From our traces, we found the DPAA driver interface ‘dpa_ipsec_sa_rekeying’ returned -87 (-EUSERS). I demonstrate the function call chain as below.
execution path function name file name line number (call in) line number (call out)
inbound handle dpa_ipsec_sa_rekeying drivers/staging/fsl_dpa_offload/dpa_ipsec.c 4674 4887
queue_delayed_work drivers/staging/fsl_dpa_offload/dpa_ipsec.c 4887 5167
sa_rekeying_work_func (delayed 100us) drivers/staging/fsl_dpa_offload/dpa_ipsec.c 5167 5196
sa_rekeying_inbound drivers/staging/fsl_dpa_offload/dpa_ipsec.c 5052 5071
remove_inbound_hash_entry drivers/staging/fsl_dpa_offload/dpa_ipsec.c 2248 2254
update_pre_sec_inbound_table drivers/staging/fsl_dpa_offload/dpa_ipsec.c 2105 2215
dpa_classif_table_delete_entry_by_ref drivers/staging/fsl_dpa_offload/dpa_classifier.c 1564 1574
Here reaches DPAA’s PCD operation which must be mutually exclusively accessed.
outbound handle dpa_ipsec_sa_rekeying drivers/staging/fsl_dpa_offload/dpa_ipsec.c 4674 4831
update_outbound_policy drivers/staging/fsl_dpa_offload/dpa_ipsec.c 1879 2092
dpa_classif_table_modify_entry_by_ref drivers/staging/fsl_dpa_offload/dpa_classifier.c 894 914
Here reaches DPAA’s PCD operation which must be mutually exclusively accessed. But it returns -EBUSY which causes -EUSERS outside.
Yellow means kernel executing path which is concurrent and interleaved with process executing path (not highlighted).
When eNB device begins the rekey procedure, we’ll successively call the inbound and outbound handles as above. Now we see the outbound returns -EUSERS. After analyzing the function call chain, we suspect the DPAA’s PCD part attempts to be reentered because part of the inbound procedure is delayed and executed in kernel executing path which concurrently runs belong process path (outbound procedure).

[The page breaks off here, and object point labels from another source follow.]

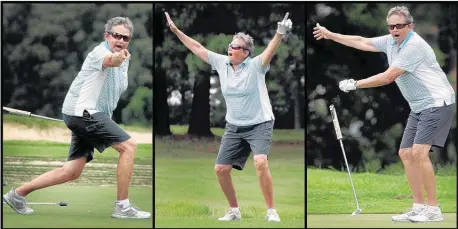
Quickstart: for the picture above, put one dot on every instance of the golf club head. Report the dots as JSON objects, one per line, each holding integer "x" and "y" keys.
{"x": 357, "y": 212}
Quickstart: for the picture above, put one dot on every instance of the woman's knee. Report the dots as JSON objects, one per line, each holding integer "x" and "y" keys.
{"x": 260, "y": 162}
{"x": 406, "y": 154}
{"x": 222, "y": 169}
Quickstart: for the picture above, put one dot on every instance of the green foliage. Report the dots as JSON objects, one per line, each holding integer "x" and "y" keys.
{"x": 140, "y": 108}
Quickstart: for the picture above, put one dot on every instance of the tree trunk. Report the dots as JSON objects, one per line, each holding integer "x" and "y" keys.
{"x": 199, "y": 123}
{"x": 161, "y": 123}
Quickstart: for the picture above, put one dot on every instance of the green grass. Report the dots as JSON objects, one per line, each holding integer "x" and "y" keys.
{"x": 278, "y": 134}
{"x": 188, "y": 194}
{"x": 330, "y": 192}
{"x": 46, "y": 124}
{"x": 90, "y": 198}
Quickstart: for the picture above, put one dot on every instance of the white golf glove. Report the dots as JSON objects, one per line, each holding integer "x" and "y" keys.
{"x": 285, "y": 25}
{"x": 347, "y": 85}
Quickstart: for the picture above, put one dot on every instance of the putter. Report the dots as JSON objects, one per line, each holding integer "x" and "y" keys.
{"x": 26, "y": 113}
{"x": 335, "y": 121}
{"x": 62, "y": 204}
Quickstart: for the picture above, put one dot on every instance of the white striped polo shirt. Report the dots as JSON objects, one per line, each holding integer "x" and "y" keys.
{"x": 96, "y": 88}
{"x": 424, "y": 84}
{"x": 245, "y": 91}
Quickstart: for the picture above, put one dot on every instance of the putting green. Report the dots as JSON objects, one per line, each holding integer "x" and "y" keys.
{"x": 372, "y": 221}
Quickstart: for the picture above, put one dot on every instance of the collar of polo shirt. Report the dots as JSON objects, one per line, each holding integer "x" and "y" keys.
{"x": 405, "y": 40}
{"x": 245, "y": 62}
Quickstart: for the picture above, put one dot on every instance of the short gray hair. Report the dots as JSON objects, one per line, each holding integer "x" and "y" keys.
{"x": 247, "y": 41}
{"x": 400, "y": 10}
{"x": 119, "y": 21}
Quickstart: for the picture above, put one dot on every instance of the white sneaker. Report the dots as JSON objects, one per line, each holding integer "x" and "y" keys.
{"x": 130, "y": 212}
{"x": 404, "y": 217}
{"x": 272, "y": 216}
{"x": 427, "y": 215}
{"x": 17, "y": 203}
{"x": 231, "y": 215}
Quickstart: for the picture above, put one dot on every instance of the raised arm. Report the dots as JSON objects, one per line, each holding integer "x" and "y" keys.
{"x": 115, "y": 59}
{"x": 269, "y": 52}
{"x": 190, "y": 43}
{"x": 356, "y": 42}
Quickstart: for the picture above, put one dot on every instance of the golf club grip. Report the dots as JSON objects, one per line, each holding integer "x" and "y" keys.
{"x": 16, "y": 111}
{"x": 335, "y": 121}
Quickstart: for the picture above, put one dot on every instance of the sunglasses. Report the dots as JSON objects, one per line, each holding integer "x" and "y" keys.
{"x": 118, "y": 36}
{"x": 236, "y": 47}
{"x": 398, "y": 26}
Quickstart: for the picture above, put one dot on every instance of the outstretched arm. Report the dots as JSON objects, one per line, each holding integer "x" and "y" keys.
{"x": 190, "y": 43}
{"x": 356, "y": 42}
{"x": 378, "y": 80}
{"x": 269, "y": 52}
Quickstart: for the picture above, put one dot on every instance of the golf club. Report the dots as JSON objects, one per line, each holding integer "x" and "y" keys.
{"x": 26, "y": 113}
{"x": 62, "y": 204}
{"x": 335, "y": 121}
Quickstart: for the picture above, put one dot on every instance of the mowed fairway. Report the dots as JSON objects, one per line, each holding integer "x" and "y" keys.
{"x": 90, "y": 198}
{"x": 188, "y": 193}
{"x": 330, "y": 200}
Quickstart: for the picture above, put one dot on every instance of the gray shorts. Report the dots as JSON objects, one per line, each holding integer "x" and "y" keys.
{"x": 239, "y": 141}
{"x": 429, "y": 126}
{"x": 92, "y": 131}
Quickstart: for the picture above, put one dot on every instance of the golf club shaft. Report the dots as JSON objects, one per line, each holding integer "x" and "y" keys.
{"x": 349, "y": 174}
{"x": 29, "y": 114}
{"x": 34, "y": 203}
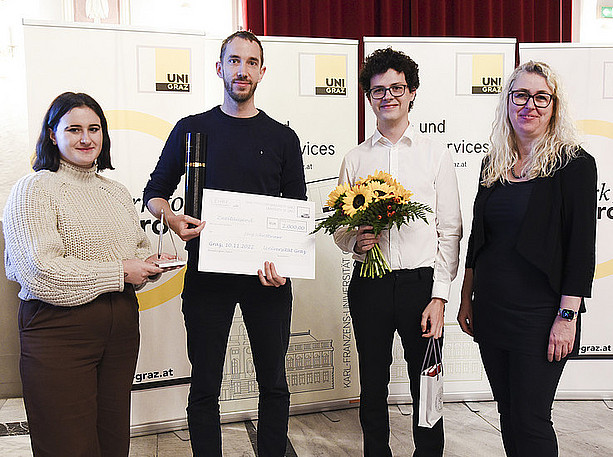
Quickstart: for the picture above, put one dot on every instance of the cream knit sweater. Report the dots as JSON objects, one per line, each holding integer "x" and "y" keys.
{"x": 66, "y": 234}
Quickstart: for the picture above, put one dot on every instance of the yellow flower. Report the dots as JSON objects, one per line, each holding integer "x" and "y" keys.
{"x": 336, "y": 194}
{"x": 380, "y": 190}
{"x": 357, "y": 198}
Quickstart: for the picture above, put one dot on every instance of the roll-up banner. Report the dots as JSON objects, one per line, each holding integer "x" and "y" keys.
{"x": 587, "y": 78}
{"x": 460, "y": 80}
{"x": 146, "y": 81}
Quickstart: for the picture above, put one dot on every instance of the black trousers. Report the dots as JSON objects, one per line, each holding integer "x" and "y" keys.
{"x": 524, "y": 387}
{"x": 209, "y": 301}
{"x": 379, "y": 307}
{"x": 77, "y": 366}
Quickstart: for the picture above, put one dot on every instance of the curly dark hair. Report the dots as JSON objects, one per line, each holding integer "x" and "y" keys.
{"x": 384, "y": 59}
{"x": 245, "y": 35}
{"x": 47, "y": 153}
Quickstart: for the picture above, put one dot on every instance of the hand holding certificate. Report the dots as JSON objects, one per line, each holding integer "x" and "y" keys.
{"x": 243, "y": 231}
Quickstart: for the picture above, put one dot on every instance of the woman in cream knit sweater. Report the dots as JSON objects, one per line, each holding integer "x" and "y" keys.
{"x": 75, "y": 245}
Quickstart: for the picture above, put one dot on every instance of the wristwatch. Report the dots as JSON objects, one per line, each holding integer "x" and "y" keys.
{"x": 568, "y": 314}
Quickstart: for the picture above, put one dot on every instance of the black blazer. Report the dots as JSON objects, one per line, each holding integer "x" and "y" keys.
{"x": 558, "y": 234}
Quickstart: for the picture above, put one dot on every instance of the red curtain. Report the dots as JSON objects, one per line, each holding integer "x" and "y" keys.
{"x": 526, "y": 20}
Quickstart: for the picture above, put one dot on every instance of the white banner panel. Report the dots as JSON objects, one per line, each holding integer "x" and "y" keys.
{"x": 587, "y": 76}
{"x": 309, "y": 84}
{"x": 459, "y": 84}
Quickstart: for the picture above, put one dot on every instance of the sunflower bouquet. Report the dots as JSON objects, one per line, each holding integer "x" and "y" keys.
{"x": 379, "y": 201}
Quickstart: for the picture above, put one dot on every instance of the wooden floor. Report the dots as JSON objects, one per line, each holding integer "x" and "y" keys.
{"x": 584, "y": 429}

So, it caused the PCD EBUSY error, and be returned as EUSERS.
2. SA (secure association) resource leakage
We’d thought out a solution based on retrying strategy. As long as getting the EBUSY error, we consider the race condition happened, and just go around to do it again. But in outbound processing, we have no idea to firstly release SA resource allocated the last time. By retrying every time, a new SA resource will be allocated, but never be released. Finally, all the SAs could be exhausted. Below demonstrates the details.
Today, while we were looking over the DPAA driver code to consider the retry strategy, we found a potential problem in function ‘dpa_ipsec_sa_rekeying’ when processing outbound SA. The main line of this function firstly calls ‘get_new_sa’ to allocate a new SA, and then enters one of the two branches for outbound or inbound. At most of error points (ret < 0), a goto statement jumps to the label ‘rekey_sa_err’ to call ‘rollback_rekeying_sa’ which will then call ‘put_sa’ to release the just newly allocated SA. That’s why you told us that inbound has the rollback facility to make it possible for upper layer code to retry.
Nevertheless, we consider outbound should also have such the rollback facility when ‘update_outbound_policy’ returns failure, especially -EUSERS meaning PCD busy. The upper layer application has no way to release the new SA before retrying unless DPAA driver settles it properly.
‘put_instance’ seems to only decrease the reference counter of ‘dpa_ipsec’, not to release SA. ‘put_instance’ matches with ‘get_instance’. But ‘get_new_sa’ matches with ‘put_sa’. The former allocates an SA from ‘dpa_ipsec->sa_mng.sa’ and increases ‘dpa_ipsec->num_used_sas’ by 1. The latter frees an SA back to ‘dpa_ipsec->sa_mng.sa’ and decreases ‘dpa_ipsec->num_used_sas’ by 1.